Epidermodysplasia verruciformis (EV) is characterized by persistent cutaneous lesions caused by a specific group of related human papillomavirus genotypes (EV-HPVs) in otherwise healthy individuals. Autosomal recessive (AR) EVER1 and EVER2 deficiencies account for two thirds of known cases of EV. AR RHOH deficiency has recently been described in two siblings with EV-HPV infections as well as other infectious and tumoral manifestations.
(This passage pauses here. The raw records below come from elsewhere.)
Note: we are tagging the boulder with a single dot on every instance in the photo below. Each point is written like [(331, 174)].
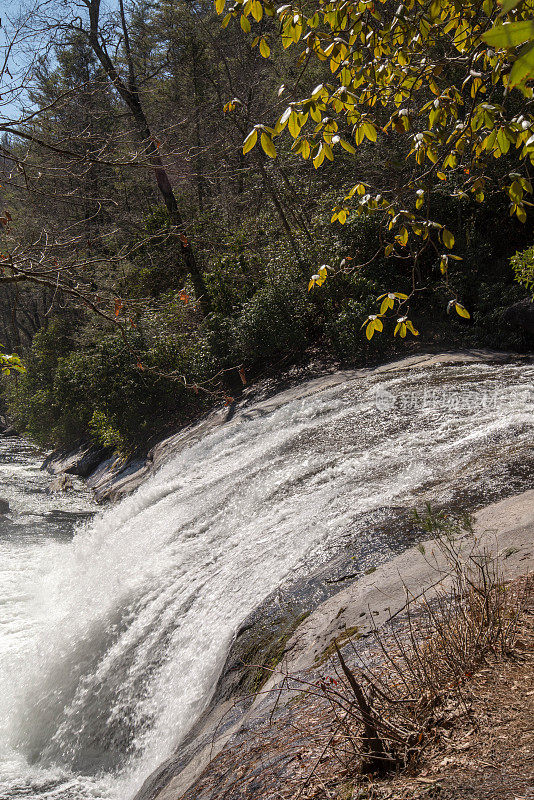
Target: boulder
[(521, 315), (61, 483), (82, 461)]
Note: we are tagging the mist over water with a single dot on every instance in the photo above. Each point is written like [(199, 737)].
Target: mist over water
[(111, 641)]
We report here the whole-exome based discovery of AR MST1 deficiency in a 19-year-old patient with a T-cell deficiency associated with EV-HPV, bacterial and fungal infections. MST1 deficiency has recently been described in seven patients from three unrelated kindreds with profound T-cell deficiency and various viral and bacterial infections. The patient was also homozygous for a rare ERCC3 variation. Our findings broaden the clinical range of infections seen in MST1 deficiency and provide a new genetic etiology of susceptibility to EV-HPV infections. Together with the recent discovery of RHOH deficiency, they suggest that T cells are involved in the control of EV-HPVs, at least in some individuals.

Highlights

  • Epidermodysplasia verruciformis (EV) is a rare genodermatosis characterized by persistent cutaneous lesions caused by a specific group of related human betapapillomavirus genotypes (EV-HPVs) in otherwise healthy individuals [1,2]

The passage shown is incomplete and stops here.